The store would relocate twice more and get a new name—House of Peacock became C.D. Peacock when Elijah and Rebecca’s son, Charles Daniel Peacock, took over in 1889—before moving into what was arguably its most iconic space (until now, of course).
Modern Touches
The C.D. Peacock store in the Palmer House Hotel, with its trio of brass peacock doors custom made by Louis Comfort Tiffany and clock on the corner of State and Monroe streets, was a downtown Chicago landmark.
I can imagine generations of Chicagoans telling each other, “Meet me at the C.D. Peacock clock,” in the same way people met under the Kaufmann’s clock in my native Pittsburgh.
The store’s long history is not lost on the Holtzmans, and it was not forgotten in designing the CD Peacock Mansion in suburban Oak Brook.
Look up at the ceiling when you enter, and you will see a line of four custom-made alabaster pendant lamps imported from Paris suspended from lengths of saddle-stitched lengths of leather designed to look like watch straps.
Look down at the floor, and you will see four rings that align perfectly with the lights and form the tail of the peacock that winds its way around the store’s first floor, or gallery level, as CD Peacock refers to it.
This is just one of many detailed-oriented touches that are a signature of Director of Visual Merchandising Stanley Hunter, the creative visionary behind the Mansion.
(See also: The incredible wallpaper that was custom printed on gold mylar for the store and lines the walls to the restrooms, where an audio surprise awaits. And no, I will not spoil it.)
There are more nods to CD Peacock’s history sprinkled throughout the store, including a bronze medal created in 1937 to mark the store’s 100th anniversary.

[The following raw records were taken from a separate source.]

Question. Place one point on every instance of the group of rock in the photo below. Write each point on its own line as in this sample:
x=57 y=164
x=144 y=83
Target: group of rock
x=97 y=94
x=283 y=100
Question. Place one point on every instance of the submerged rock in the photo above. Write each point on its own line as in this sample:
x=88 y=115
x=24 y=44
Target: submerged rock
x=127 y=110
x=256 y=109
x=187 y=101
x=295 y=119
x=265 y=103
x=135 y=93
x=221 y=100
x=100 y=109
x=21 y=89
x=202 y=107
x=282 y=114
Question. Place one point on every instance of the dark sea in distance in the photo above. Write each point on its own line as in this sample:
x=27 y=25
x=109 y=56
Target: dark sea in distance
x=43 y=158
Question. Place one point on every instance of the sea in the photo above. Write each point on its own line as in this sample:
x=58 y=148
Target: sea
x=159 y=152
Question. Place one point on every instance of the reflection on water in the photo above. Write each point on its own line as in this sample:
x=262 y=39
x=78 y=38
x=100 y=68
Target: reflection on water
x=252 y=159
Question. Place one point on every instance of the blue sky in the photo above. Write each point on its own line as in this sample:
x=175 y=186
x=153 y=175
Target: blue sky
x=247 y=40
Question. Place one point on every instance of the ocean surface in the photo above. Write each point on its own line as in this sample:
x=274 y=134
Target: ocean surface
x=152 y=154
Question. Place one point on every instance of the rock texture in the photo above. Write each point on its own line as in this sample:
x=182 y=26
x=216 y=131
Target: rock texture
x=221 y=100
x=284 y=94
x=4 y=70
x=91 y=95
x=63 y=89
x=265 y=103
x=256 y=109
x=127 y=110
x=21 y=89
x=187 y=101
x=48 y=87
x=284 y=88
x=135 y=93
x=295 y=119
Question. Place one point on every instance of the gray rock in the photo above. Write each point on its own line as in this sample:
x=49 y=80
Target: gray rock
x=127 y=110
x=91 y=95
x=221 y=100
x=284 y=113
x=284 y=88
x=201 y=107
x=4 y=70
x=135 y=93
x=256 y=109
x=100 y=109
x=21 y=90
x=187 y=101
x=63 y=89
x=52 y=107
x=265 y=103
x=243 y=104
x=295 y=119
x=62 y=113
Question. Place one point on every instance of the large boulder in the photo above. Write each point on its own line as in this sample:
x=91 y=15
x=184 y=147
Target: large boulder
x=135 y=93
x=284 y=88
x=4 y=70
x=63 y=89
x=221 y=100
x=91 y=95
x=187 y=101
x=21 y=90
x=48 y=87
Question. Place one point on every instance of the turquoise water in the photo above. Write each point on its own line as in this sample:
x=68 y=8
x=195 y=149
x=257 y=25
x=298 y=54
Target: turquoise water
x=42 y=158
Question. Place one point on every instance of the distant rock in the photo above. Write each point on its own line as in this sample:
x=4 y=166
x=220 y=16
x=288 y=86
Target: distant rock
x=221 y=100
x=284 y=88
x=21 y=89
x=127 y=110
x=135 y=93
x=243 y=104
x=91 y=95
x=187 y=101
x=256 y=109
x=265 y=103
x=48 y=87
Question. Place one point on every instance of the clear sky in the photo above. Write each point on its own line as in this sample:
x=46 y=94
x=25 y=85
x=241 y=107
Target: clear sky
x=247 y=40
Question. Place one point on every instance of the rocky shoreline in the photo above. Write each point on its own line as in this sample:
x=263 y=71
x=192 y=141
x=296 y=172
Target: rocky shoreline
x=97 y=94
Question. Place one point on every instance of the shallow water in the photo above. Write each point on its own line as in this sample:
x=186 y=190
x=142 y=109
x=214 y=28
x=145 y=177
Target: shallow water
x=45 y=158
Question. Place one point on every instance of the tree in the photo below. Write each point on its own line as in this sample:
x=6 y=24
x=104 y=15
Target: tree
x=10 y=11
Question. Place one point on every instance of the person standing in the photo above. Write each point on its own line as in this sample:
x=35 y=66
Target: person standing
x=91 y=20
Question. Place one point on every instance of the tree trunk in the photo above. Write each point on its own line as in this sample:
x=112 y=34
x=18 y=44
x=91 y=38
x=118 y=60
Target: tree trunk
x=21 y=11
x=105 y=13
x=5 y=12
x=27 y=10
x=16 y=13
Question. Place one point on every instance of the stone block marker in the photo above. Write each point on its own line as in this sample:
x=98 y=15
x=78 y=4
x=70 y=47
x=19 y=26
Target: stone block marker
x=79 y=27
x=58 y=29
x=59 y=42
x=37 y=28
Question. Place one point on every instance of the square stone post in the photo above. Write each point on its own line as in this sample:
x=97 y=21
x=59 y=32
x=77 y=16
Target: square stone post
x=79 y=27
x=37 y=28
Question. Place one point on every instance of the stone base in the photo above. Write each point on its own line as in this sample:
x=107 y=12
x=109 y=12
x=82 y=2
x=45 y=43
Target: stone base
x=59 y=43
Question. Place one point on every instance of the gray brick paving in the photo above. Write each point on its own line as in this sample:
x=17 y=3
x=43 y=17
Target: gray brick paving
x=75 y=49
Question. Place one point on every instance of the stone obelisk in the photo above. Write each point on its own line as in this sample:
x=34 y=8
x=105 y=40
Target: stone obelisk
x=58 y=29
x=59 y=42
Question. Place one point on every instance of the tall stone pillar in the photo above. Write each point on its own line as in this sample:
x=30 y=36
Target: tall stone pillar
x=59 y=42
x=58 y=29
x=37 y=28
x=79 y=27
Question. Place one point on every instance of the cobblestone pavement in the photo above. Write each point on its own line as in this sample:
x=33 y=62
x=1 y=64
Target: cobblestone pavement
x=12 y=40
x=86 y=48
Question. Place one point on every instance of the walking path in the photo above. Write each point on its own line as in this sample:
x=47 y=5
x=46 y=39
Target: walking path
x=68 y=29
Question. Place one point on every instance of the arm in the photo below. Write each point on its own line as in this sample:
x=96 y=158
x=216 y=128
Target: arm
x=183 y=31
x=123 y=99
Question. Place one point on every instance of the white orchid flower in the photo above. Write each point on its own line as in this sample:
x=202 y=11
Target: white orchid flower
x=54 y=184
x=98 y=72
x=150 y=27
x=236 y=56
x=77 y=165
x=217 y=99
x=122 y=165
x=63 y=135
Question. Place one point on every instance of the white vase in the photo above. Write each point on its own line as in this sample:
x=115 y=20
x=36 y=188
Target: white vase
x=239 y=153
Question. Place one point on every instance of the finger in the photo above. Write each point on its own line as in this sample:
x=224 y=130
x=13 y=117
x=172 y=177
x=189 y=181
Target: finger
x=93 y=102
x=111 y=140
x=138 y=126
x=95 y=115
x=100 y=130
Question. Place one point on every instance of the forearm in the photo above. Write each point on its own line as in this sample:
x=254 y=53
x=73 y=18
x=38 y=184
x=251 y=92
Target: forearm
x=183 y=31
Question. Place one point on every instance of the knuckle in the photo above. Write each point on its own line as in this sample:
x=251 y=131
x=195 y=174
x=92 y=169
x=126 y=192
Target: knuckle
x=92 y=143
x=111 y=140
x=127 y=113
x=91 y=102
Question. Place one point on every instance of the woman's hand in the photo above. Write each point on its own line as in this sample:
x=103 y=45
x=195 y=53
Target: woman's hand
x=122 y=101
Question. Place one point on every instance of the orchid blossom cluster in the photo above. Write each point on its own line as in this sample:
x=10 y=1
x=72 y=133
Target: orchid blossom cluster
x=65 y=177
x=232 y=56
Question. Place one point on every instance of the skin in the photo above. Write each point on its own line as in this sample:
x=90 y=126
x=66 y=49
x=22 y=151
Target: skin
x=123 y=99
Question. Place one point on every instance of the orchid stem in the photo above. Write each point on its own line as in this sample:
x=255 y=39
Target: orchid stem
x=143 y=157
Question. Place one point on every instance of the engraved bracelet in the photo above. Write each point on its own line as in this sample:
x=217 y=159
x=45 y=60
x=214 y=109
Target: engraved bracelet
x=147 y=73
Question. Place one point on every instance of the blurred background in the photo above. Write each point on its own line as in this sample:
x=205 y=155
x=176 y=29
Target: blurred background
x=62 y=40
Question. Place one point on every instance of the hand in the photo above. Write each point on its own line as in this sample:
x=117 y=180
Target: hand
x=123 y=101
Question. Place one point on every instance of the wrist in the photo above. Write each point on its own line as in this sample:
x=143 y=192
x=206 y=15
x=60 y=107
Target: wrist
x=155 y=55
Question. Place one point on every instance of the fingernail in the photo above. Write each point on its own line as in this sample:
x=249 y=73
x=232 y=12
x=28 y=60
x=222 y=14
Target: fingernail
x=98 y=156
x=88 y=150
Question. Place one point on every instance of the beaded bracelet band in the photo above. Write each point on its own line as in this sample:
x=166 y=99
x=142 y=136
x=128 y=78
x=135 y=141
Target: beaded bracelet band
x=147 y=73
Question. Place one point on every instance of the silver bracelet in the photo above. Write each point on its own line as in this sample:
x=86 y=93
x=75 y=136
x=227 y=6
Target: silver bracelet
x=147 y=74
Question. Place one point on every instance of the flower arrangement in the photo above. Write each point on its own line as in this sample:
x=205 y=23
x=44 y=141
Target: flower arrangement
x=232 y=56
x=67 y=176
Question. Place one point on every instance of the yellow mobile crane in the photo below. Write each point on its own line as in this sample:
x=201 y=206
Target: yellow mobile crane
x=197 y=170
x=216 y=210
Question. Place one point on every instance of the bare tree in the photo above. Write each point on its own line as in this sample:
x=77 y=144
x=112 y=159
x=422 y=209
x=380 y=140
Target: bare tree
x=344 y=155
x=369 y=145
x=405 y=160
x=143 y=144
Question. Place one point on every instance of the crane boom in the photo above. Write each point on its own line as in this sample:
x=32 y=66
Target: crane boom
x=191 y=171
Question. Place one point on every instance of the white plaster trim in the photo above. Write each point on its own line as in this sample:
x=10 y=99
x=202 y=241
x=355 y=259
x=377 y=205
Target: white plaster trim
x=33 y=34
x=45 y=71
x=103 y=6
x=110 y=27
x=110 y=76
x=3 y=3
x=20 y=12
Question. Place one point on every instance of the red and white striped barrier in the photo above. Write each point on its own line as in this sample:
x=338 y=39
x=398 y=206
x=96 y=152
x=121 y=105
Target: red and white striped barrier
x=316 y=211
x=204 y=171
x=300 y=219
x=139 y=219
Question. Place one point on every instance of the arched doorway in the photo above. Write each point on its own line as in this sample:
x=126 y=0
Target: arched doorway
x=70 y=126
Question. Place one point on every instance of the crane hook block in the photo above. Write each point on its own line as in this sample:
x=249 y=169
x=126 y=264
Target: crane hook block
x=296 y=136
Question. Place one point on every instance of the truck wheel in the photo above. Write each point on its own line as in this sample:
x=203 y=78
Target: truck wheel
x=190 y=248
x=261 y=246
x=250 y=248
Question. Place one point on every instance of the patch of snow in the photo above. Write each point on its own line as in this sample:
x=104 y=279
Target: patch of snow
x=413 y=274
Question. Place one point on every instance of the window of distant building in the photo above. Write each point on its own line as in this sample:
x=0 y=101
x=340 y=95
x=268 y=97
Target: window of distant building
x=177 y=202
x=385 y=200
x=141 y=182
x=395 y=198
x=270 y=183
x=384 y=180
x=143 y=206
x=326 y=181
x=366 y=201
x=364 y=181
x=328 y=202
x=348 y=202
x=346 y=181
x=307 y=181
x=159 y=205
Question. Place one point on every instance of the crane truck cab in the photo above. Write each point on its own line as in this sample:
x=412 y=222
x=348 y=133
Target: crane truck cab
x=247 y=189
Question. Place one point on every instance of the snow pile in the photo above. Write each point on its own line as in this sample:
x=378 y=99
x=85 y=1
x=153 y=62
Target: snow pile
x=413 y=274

Housed in a case on the gallery level, the medal has a piece of steel cut from the fire-surviving vault embedded in the back, along with a depiction of the Ferris wheel from the World’s Colombian Exposition, held in Chicago in 1893.
Also known as the Chicago World’s Fair, the exposition was the setting for the nonfiction book “The Devil in the White City.”
Another bit of Chicago history is located on the second floor, referred to as the main floor, where three vintage card catalog cabinets sourced from the City College of Chicago line one wall.
Watch: Steven Holtzman’s 5 Favorite Things About the Mansion, Part I
Each drawer is outfitted with a tag that lists the size and color of the watch straps inside, 22 mm brown, for example, or 20 mm blue.
It’s my favorite area of the store.
Repurposing these gorgeous, solid oak cabinets that could have ended up in the trash is a brilliant way to engage customers and make coming into the store a fun, interactive experience. I could have spent all day in the watch strap “library,” opening and closing those little drawers.
This area of the store also brought to mind the joy and peace I felt in my elementary school library, where the librarian, Mrs. Zupsic, made me feel welcome and always had book suggestions at the ready.
The Next Chapter
Following our tour, I asked Steven to take me through his five favorite features of the new store.
He started with the card catalog cabinets full of watch straps—which, he acknowledged, was his baby—before venturing into the Peacock Room, then to the bar and the Proposal Room before concluding with the zodiac-themed ceiling, which is not yet complete.
Watch: Steven Holtzman’s 5 Favorite Things About the Mansion, Part II
The CD Peacock Mansion is located in the Oakbrook Center shopping complex and is open seven days a week.
The gallery level features a Rolex shop-in-shop, a Cartier Espace, Omega and Tudor boutiques, and a Chanel shop-in-shop.
The main floor is home to the bridal salon and more watches and jewelry, as well as the Proposal Room, bar, CD Peacock Room, and the aforementioned watch strap “library.”
They don’t all buy, obviously, but it creates a nice energy, and Steven said it always makes him happy when he sees the bar (where there is a two-drink maximum, in case you’re wondering) full on the weekends.
It’s a sprawling, luxurious next chapter for an independent retailer that will turn 188 years old in January, and a jewelry store worth seeing if you’re ever in the Chicago area.